Por mais repetidas que sejam as minhas caminhadas, sempre encontro diferenças e novidades. Era "Domingo de Ramos", celebração religiosa, espiritual e comunitária que me marcou desde a infância - quando tudo parecia céu limpo e azul - e que tantas vezes me levava às Sarzedas. De manhã, ao levantar-me, senti forte vontade de fazer um "raminho" e de ir à vila. Depois, sobrevieram as hesitações e os desânimos habituais e tudo esmoreceu. Talvez por adivinhar a tua ausência e por me doerem, cada vez mais, as idas às Sarzedas. Então, ao início da tarde, os meus pensamentos e os meus passos me encaminharam novamente para os esplendores da natureza renovada e florida. A certa altura, sentei-me na berma do caminho para beber água e fumar um cigarro. Estava nisto, rodeado de papoilas, quando, bem de frente, avistei uma lebre jovem e elegante, parada no meio do caminho largo, a olhar para mim. Nunca tive uma lebre tão próxima. Creio que pressentiu que não lhe faria qualquer mal, mas, pelo sim pelo não, após breves segundos entrou num rodelo de estevas, onde teria a "cama". Não me ouviu, mas desejei-lhe muita sorte de que bem precisa para livrar-se de tantos perigos e ameaças. Se ainda estivéssemos "no tempo em que os animais falavam", por certo arranjaríamos uma boa conversa e, caso aparecesse alguma tartaruga, quem sabe se não combinariam uma nova corrida...Dizia-se na aldeia - e ainda se diz - que a fome e o frio é que metem a lebre a caminho. Sentença ou lição que, como tantas outras no mundo rural, tomava os animais como exemplo para explicar e compreender o quotidiano, natural e sobrenatural, os modos e os comportamentos dos seres humanos. No caso da "minha lebre", que bem gostaria de tornar a ver, fome não me pareceu e frio não era. Fazia calor, naquela tarde serena e reconfortante. Clima doce que logo mudou no dia seguinte, passando a invernia prolongada, depois substituída por uma “onda de calor” em meados de Abril. Com estas e outras oscilações, repentinas e duradouras, mais perturbado e azedo fico, murmurando para mim próprio: Coitados dos velhos, nem o tempo os ajuda! Era "Domingo de Ramos", recordo. Ao fim da tarde, de volta à aldeia ainda ouvi o cuco, à procura de ninhos alheios ou de lagartas em procissão. Regressei a casa com um balde de belos tortulhos e um "conto" novo para contar.

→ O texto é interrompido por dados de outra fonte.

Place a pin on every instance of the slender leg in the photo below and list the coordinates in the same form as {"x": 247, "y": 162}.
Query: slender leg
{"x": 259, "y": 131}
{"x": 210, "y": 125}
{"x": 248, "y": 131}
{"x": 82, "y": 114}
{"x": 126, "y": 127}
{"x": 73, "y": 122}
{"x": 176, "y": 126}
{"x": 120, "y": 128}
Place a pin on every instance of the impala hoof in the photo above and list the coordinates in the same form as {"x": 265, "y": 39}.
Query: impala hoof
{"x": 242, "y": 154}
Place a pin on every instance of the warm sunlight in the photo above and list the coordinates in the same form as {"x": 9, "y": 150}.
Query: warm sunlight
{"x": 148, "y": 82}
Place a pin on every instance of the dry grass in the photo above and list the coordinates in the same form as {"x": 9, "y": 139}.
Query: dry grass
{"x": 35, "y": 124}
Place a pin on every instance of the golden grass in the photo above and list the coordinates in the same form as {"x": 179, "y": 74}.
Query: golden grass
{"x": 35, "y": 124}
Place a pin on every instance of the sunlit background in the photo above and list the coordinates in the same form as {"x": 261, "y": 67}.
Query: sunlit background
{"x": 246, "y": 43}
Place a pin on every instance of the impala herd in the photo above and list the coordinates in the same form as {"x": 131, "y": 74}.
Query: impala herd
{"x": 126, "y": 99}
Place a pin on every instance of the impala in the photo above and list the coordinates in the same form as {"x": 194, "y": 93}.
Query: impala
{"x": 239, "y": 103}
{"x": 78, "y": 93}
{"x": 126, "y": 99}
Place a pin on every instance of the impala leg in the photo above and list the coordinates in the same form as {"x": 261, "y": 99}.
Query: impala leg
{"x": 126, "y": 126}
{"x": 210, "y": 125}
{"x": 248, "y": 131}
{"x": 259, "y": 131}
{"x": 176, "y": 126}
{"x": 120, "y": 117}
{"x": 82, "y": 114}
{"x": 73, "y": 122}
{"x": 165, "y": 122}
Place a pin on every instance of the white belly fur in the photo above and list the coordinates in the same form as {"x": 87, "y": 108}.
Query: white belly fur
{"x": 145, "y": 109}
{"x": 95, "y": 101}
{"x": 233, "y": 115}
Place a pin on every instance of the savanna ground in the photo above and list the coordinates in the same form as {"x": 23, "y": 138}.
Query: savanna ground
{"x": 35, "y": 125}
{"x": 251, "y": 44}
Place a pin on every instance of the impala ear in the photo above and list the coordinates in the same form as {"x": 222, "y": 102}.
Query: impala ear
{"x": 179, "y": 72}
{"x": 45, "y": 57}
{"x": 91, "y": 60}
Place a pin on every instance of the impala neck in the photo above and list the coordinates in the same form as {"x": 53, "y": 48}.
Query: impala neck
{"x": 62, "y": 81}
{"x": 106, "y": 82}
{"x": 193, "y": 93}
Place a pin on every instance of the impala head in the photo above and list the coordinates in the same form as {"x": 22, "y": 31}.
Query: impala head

Deixo os contos que gostava de ouvir e de inventar. Fecho-me nos círculos da realidade que nos circunda e envolve. Vezes sem conta, notícias tristes chegam até nós. Alguém doente, alguém que desapareceu. Encerro a crónica com uma nota de homenagem e de sentido pesar pela morte do Paulo Diogo de São Domingos, em 19 de Março. Morreu novo, como demasiadas vezes acontece. Parece sina das pessoas boas e diferentes. Deixou marcas nas vidas da sua vida e nas casas que ergueu ou reconstruiu. Conheci-o de perto, em dias ainda claros, quando deitou mãos e ideias à remodelação interior da velha casa que herdei dos meus pais. Em equipa com outro “artista”, orientou tudo com grande mestria e especial engenho. Engenho de mestre pedreiro, engenho de arquitecto. Ainda não esqueci como sabia escolher e assentar as pedras de xisto escuro, muitas delas vindas do rio na Foz da Líria. Talvez por isso, quase parece que o rio, mesmo parado, também ali corre. Ainda não esqueci as boas conversas, em modos de brincadeira ou em torno da história de Portugal. O Paulo não era historiador - ou talvez fosse -, mas gostava e sabia muito de história. Ficámos amigos, desde então. Ficaram recordações, somadas a tantas outras recordações que perduram, como se fossem eternas, nas pedras mudas e alinhadas, no chão ou na cantareira, em estranhas e rústicas geometrias. Pedras que falam, pedras que choram, nos silêncios da velha casa... Corre o tempo no correr dos dias breves. De ano para ano, soam mais tristes os sinos de São Domingos. Anoitece a romaria…

COMENTÁRIOS

JMarques
Na semana passada
A minha moral da SUA história:
Nesse tempo a fome e o frio metiam as LEBRES a caminho, agora já nem a fome nem o frio, esperam que o "caminho" venha ter com elas.